Pandemic Eyeworks:
Experimental Animation Under Lockdown
The Eyeworks Festival of Experimental Animation, founded as a curatorial project in 2010 by artists Lilli Carré and Alexander Stewart, showcases abstract animation and unconventional character animation. As part of the ongoing partnership between Eyeworks and Pioneer Works, the festival has put together a special pandemic-themed program for Pioneer Works Broadcast, with three screenings scheduled on August 13, August 14, and August 16. Pandemic Eyeworks includes a selection of historical and contemporary works that address feelings, situations, and circumstances that have risen from the COVID-19 pandemic. The films touch on possibilities of contamination; fear of sickness; and the realities of boredom, loss, hope, and isolation.
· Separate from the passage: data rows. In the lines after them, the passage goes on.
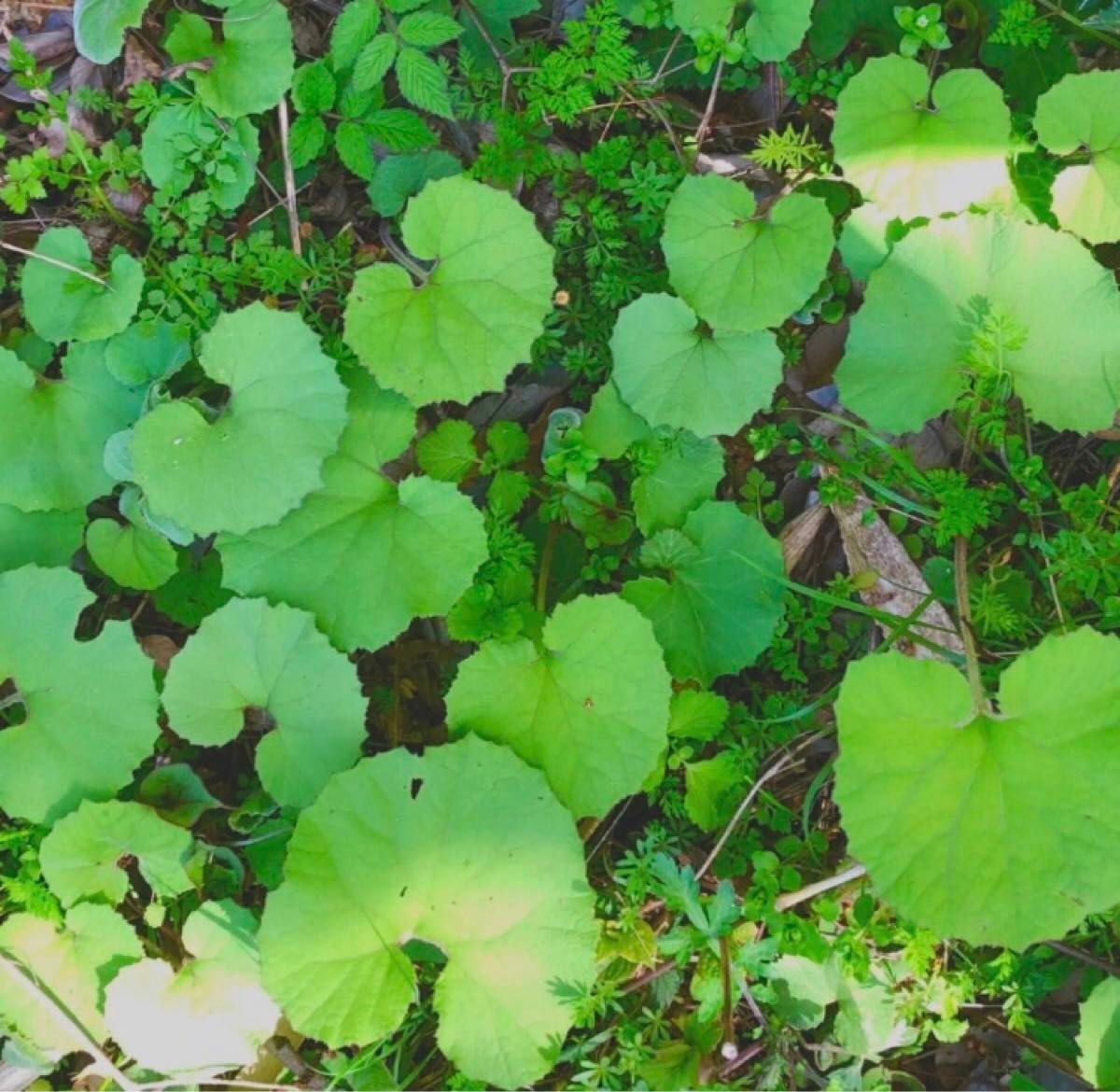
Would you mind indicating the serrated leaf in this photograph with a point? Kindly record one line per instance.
(73, 964)
(588, 707)
(738, 272)
(682, 471)
(252, 64)
(1067, 367)
(374, 61)
(62, 306)
(91, 706)
(100, 27)
(423, 82)
(208, 1016)
(720, 611)
(1073, 116)
(365, 555)
(264, 453)
(476, 314)
(82, 856)
(494, 879)
(251, 662)
(672, 372)
(921, 779)
(919, 151)
(357, 23)
(428, 29)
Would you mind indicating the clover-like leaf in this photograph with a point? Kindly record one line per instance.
(1078, 115)
(406, 847)
(38, 538)
(253, 664)
(264, 452)
(71, 964)
(919, 151)
(950, 291)
(589, 706)
(476, 313)
(997, 828)
(250, 67)
(365, 554)
(90, 706)
(675, 372)
(208, 1016)
(64, 298)
(737, 270)
(720, 610)
(84, 856)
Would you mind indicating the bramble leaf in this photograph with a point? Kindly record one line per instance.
(250, 662)
(984, 287)
(91, 706)
(739, 272)
(994, 828)
(264, 452)
(477, 312)
(917, 150)
(589, 706)
(363, 553)
(406, 847)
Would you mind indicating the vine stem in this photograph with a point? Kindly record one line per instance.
(27, 984)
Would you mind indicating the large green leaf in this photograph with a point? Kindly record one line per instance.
(589, 706)
(739, 272)
(264, 452)
(73, 964)
(917, 151)
(777, 27)
(38, 538)
(208, 1016)
(474, 316)
(364, 554)
(250, 661)
(83, 855)
(91, 706)
(53, 432)
(1076, 115)
(250, 67)
(947, 286)
(62, 305)
(998, 828)
(721, 609)
(673, 372)
(465, 848)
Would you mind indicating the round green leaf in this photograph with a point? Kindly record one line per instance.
(720, 610)
(83, 855)
(1079, 113)
(476, 314)
(917, 151)
(364, 554)
(673, 372)
(264, 453)
(72, 966)
(208, 1016)
(738, 272)
(589, 707)
(252, 661)
(53, 432)
(1000, 828)
(251, 66)
(941, 289)
(402, 848)
(62, 305)
(38, 538)
(91, 706)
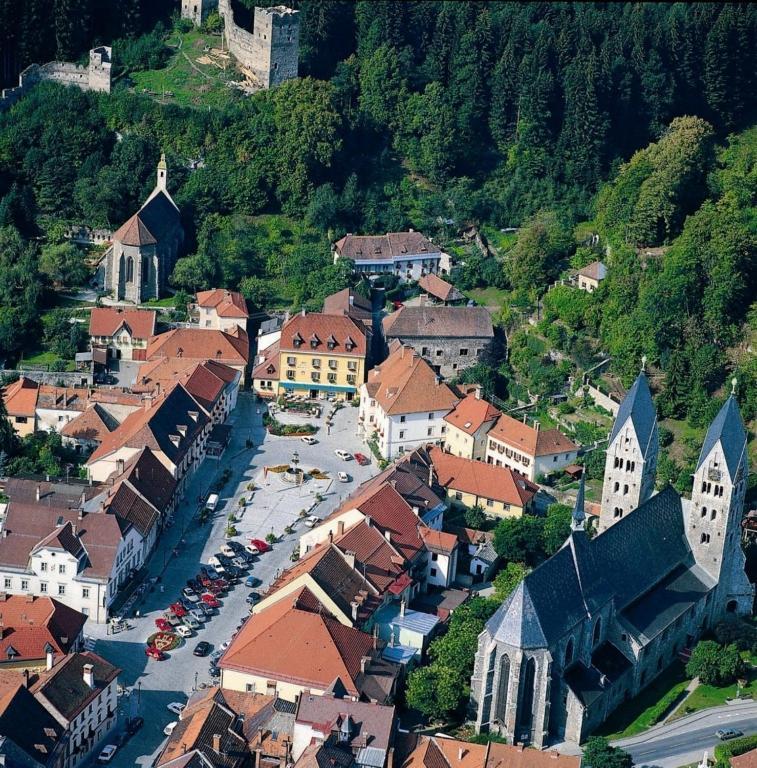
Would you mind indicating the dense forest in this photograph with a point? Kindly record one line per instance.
(632, 118)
It starts with bats and ends with viral abstraction.
Festival Program
Total Running Time: 72 Minutes
Jim Trainor, The Bats, 1998. 8 minutes.
Naoyuki Tsuji, Looking at a Cloud, 2005. 5 minutes and 16 seconds.
Len Lye, Tusalava, 1929. 9 minutes.
Adebukola Bodunrin, Gather + Listen, 2014. 4 minutes and 39 seconds.
Yoriko Mizushiri, Maku, 2014. 5 minutes and 30 seconds.
Sebastian Buerkner, Purple Grey, 2006. 7 minutes and 46 seconds.
Leslie Thornton, Strange Space, 1993. 3 minutes and 45 seconds.
Janie Geiser, The Fourth Watch, 2000. 9 minutes and 45 seconds.
Joshua Mosley, Jeu de Paume, 2014. 2 minutes and 52 seconds.
Eri Kawaguchi, Wild Wild Ham, 2013. 4 minutes and 45 seconds.
Masha Krasnova-Shabaeva, The Classroom, 2012. 3 minutes.
Nicole Hewitt, In/dividu, 1999. 8 minutes.
Caleb Wood, Mobile, 2012. 2 minutes and 6 minutes.